Its lead program, 4D-110—delivered directly to the eye to treat choroideremia, an inherited disorder that causes progressive vision loss—is expected to enter clinical trials next year.
The new VC funding follows recent agreements with AstraZeneca’s MedImmune unit and Roche to develop multiple AAV-based gene therapy products.
In July, 4D and MedImmune teamed up on chronic lung diseases, including chronic obstructive pulmonary disease. 4D will lead early development, including vector discovery, engineering and optimization, while MedImmune will take on the clinical development, leveraging AstraZeneca’s experience in respiratory diseases.
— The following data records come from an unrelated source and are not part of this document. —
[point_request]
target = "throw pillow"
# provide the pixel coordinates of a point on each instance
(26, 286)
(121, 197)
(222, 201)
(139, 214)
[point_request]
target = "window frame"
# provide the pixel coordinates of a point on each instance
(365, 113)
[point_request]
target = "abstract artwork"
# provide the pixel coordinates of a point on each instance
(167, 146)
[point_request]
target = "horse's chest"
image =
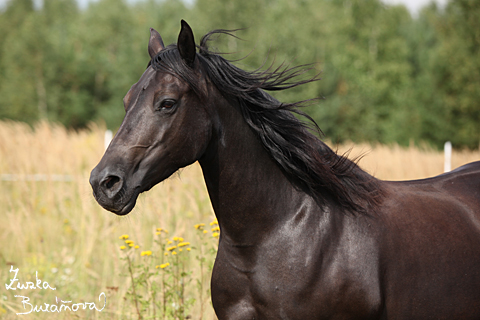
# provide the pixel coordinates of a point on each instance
(285, 289)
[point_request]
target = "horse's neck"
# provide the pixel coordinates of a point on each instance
(248, 191)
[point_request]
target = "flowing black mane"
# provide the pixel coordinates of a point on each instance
(303, 157)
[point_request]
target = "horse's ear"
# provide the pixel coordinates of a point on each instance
(155, 44)
(186, 44)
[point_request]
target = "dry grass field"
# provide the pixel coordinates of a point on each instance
(52, 229)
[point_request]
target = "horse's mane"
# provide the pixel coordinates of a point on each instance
(305, 159)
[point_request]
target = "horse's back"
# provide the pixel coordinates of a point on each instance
(431, 246)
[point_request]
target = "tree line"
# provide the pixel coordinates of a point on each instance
(386, 76)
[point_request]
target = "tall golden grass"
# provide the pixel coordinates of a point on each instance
(57, 230)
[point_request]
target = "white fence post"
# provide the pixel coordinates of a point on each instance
(448, 156)
(108, 138)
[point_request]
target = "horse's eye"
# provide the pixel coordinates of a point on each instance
(167, 104)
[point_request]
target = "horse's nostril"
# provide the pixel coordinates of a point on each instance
(111, 181)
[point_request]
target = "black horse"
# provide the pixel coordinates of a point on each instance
(306, 234)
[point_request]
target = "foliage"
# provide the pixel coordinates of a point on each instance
(387, 76)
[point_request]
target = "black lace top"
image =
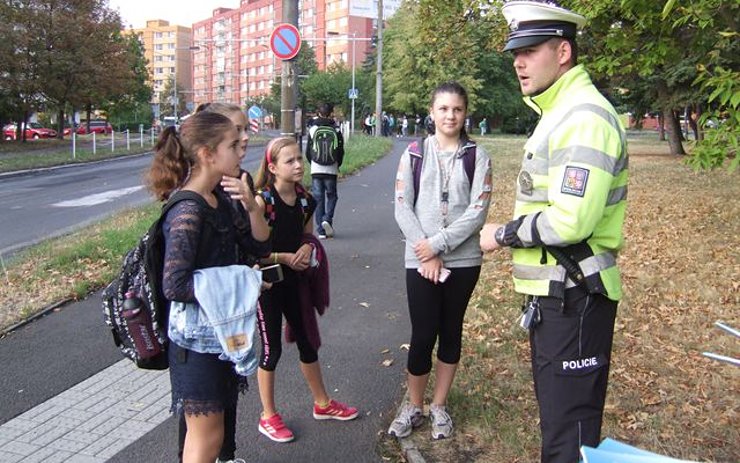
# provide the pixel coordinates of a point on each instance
(198, 238)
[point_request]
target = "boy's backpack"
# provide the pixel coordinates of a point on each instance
(416, 152)
(324, 144)
(141, 273)
(269, 198)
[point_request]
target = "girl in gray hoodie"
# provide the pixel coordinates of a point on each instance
(440, 222)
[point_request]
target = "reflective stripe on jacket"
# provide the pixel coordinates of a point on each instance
(571, 190)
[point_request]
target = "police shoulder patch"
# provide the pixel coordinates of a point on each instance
(574, 181)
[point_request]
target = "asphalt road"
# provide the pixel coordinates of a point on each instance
(39, 204)
(366, 324)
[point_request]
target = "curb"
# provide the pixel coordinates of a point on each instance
(34, 317)
(410, 452)
(408, 447)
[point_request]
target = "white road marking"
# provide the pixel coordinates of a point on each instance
(98, 198)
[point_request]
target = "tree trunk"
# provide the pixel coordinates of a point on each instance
(674, 133)
(60, 124)
(661, 126)
(88, 111)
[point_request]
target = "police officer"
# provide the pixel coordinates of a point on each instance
(567, 227)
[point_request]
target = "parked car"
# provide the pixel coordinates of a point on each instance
(96, 126)
(34, 131)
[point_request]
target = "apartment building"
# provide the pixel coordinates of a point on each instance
(234, 62)
(227, 57)
(167, 49)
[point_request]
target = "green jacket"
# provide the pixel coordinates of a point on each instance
(571, 191)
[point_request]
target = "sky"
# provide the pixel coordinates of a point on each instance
(177, 12)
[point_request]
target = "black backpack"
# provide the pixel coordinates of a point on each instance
(141, 273)
(324, 144)
(416, 156)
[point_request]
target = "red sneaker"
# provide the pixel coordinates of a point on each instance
(334, 411)
(274, 428)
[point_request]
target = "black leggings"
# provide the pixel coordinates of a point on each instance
(282, 299)
(437, 311)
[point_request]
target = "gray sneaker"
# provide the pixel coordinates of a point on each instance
(441, 422)
(408, 418)
(328, 229)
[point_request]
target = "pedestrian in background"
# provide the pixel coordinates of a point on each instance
(325, 152)
(204, 158)
(288, 209)
(567, 227)
(439, 213)
(483, 126)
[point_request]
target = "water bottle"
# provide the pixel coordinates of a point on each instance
(140, 326)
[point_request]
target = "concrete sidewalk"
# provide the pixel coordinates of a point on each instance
(96, 419)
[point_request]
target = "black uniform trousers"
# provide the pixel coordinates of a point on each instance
(571, 349)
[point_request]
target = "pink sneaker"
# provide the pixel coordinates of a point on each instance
(275, 429)
(334, 411)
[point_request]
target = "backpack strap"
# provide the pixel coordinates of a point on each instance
(469, 154)
(416, 152)
(416, 156)
(269, 199)
(302, 198)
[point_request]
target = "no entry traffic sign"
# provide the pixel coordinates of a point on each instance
(285, 41)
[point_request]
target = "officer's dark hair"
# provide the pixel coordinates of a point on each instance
(555, 41)
(325, 109)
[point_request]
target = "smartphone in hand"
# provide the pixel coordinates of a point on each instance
(444, 273)
(272, 273)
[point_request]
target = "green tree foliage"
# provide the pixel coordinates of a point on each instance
(429, 42)
(64, 53)
(130, 103)
(718, 75)
(631, 43)
(330, 86)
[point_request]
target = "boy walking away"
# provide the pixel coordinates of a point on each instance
(325, 152)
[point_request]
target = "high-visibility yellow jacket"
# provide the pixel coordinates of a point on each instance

While details on targets and indications are scarce, the main plan is to target dividing and nondividing cells directly in accessible tissue, driving the production of proteins without integrating genetic material into the patient’s genome.
Before that, in April, 4D and Roche expanded their partnership first launched in 2015, focused on multiple ophthalmology projects. Similarly, 4D will handle vector discovery and engineering, including manufacturing, while Roche will conduct the clinical trials. 4D-110 is the collaboration’s first program, with additional candidates being developed for retinal diseases.
4D’s series B round was led by Viking Global Investors, with additional funds from Pfizer Ventures, as well as ArrowMark Partners, Janus Henderson Investors, The Biotechnology Value Fund, Mirae Asset Financial Group, Pappas Capital & Chiesi Ventures, Perceptive Advisors, Ridgeback Capital Investments, CureDuchenne Ventures and Berkeley Catalyst Fund.